In clinical trials, up to 9 courses used; each course consisted of 28 days of aztreonam oral inhalation therapy (75 mg 3 times daily), followed by 28 days without such therapy.

Peritonitis in Patients Undergoing CAPD†
IV and/or Intraperitoneal†

1-g loading dose given IV followed by maintenance doses of 500 mg given intraperitoneally in 2 L of dialysate every 6 hours.

Alternatively, intraperitoneal loading dose of 1 g per L of dialysate followed by intraperitoneal maintenance doses of 250 mg per L of dialysate.

Prescribing Limits

Pediatric Patients

Treatment of Infections
IV

Maximum recommended in pediatric patients ≥9 months of age is 120 mg/kg daily, but higher dosage may be warranted in those with cystic fibrosis.

Adults

Treatment of Infections
IV or IM

Maximum 8 g daily.

Special Populations

Hepatic Impairment

Treatment of Infections
IV or IM

Dosage adjustments probably not needed in patients with stable primary biliary cirrhosis or other chronic hepatic disease, unless renal function also impaired. Serum half-life only slightly prolonged in patients with hepatic impairment.

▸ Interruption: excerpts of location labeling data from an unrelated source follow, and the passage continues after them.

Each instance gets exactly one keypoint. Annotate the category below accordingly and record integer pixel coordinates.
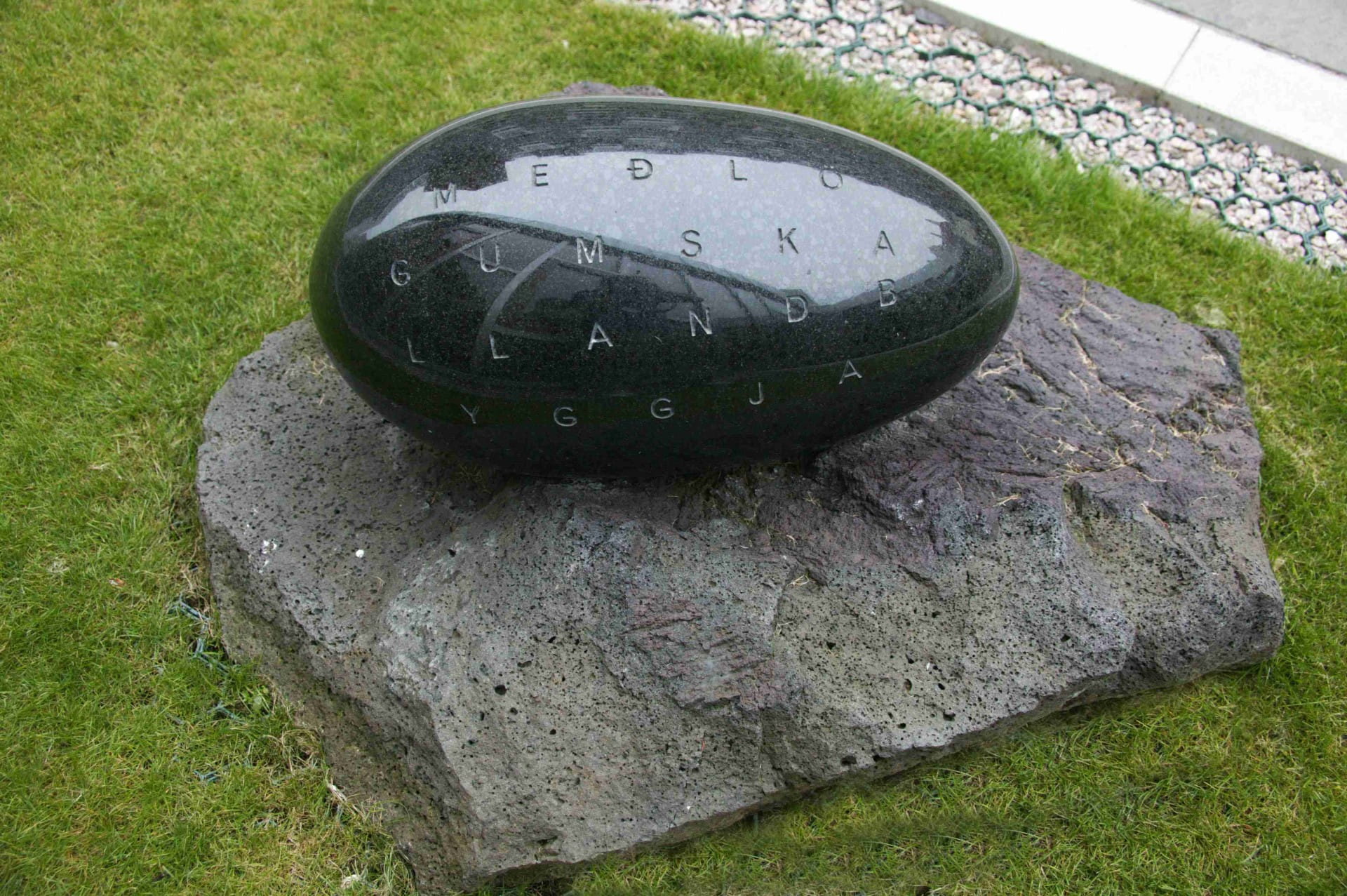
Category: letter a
(598, 336)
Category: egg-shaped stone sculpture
(626, 286)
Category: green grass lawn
(165, 171)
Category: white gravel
(1292, 206)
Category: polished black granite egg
(644, 286)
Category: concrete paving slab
(1313, 30)
(1214, 77)
(1269, 93)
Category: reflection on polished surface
(645, 262)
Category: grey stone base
(531, 674)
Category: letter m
(585, 253)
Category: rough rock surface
(531, 674)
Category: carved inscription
(589, 253)
(694, 321)
(598, 337)
(481, 259)
(690, 237)
(698, 320)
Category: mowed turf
(165, 171)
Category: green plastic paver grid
(1300, 209)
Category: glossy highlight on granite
(631, 286)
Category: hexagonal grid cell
(1299, 209)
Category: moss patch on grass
(165, 171)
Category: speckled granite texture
(531, 674)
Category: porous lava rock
(530, 674)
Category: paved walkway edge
(1212, 77)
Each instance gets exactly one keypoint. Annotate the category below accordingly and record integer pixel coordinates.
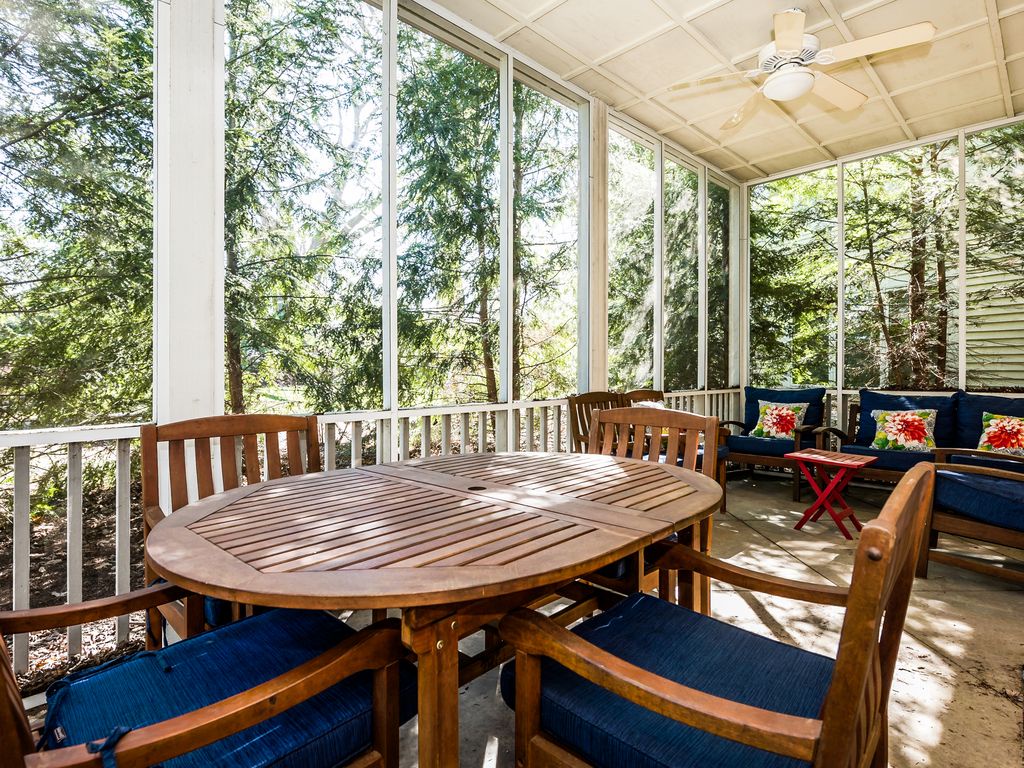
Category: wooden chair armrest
(942, 455)
(534, 634)
(821, 432)
(374, 648)
(739, 424)
(681, 557)
(36, 620)
(972, 469)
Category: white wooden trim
(188, 263)
(74, 530)
(962, 262)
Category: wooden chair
(581, 408)
(238, 438)
(642, 395)
(658, 435)
(980, 496)
(197, 694)
(731, 687)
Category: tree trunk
(518, 279)
(942, 320)
(919, 326)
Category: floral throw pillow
(904, 430)
(778, 420)
(1003, 434)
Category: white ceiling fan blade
(912, 35)
(742, 113)
(837, 92)
(715, 79)
(790, 30)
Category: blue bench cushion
(983, 461)
(896, 460)
(813, 396)
(970, 409)
(691, 649)
(991, 500)
(765, 445)
(723, 453)
(143, 688)
(945, 417)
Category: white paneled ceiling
(629, 52)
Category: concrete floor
(956, 699)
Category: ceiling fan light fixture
(787, 84)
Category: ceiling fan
(787, 61)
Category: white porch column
(598, 303)
(188, 263)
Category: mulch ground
(48, 650)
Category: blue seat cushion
(992, 463)
(150, 686)
(723, 453)
(689, 648)
(899, 461)
(813, 396)
(995, 501)
(765, 445)
(971, 408)
(944, 406)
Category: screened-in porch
(440, 232)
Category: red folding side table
(845, 467)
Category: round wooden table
(455, 541)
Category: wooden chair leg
(706, 534)
(527, 705)
(881, 757)
(722, 480)
(385, 722)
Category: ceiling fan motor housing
(770, 59)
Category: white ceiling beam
(1000, 55)
(709, 46)
(844, 30)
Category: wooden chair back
(854, 719)
(642, 395)
(581, 408)
(656, 433)
(239, 439)
(13, 722)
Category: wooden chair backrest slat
(642, 395)
(581, 408)
(854, 713)
(239, 440)
(14, 726)
(674, 435)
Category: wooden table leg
(436, 647)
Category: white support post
(122, 530)
(962, 263)
(744, 286)
(505, 431)
(701, 278)
(445, 434)
(841, 295)
(188, 328)
(584, 251)
(330, 445)
(74, 542)
(389, 157)
(598, 284)
(464, 441)
(356, 443)
(657, 289)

Although some clinicians recommend dosage be decreased by 20–25% in patients with alcoholic cirrhosis, especially if long-term therapy required, others suggest this decrease not needed, unless renal function also impaired.

Renal Impairment

Treatment of Infections
IV or IM

Adults with Clcr ≤30 mL/minute: Modify doses and/or frequency of administration based on degree of renal impairment.

Pediatric patients with impaired renal function: Data insufficient to date to make dosage recommendations.

Scr alone may not be sufficiently accurate to assess degree of renal impairment, especially in geriatric adults; dosage preferably should be based on patient’s measured or estimated Clcr.

Adults with Clcr 10–30 mL/minute per 1.73 m2: 1- or 2-g loading dose followed by maintenance doses equal to one-half the usual dose (i.e., 250 mg, 500 mg, or 1 g) given at the usual dosage intervals.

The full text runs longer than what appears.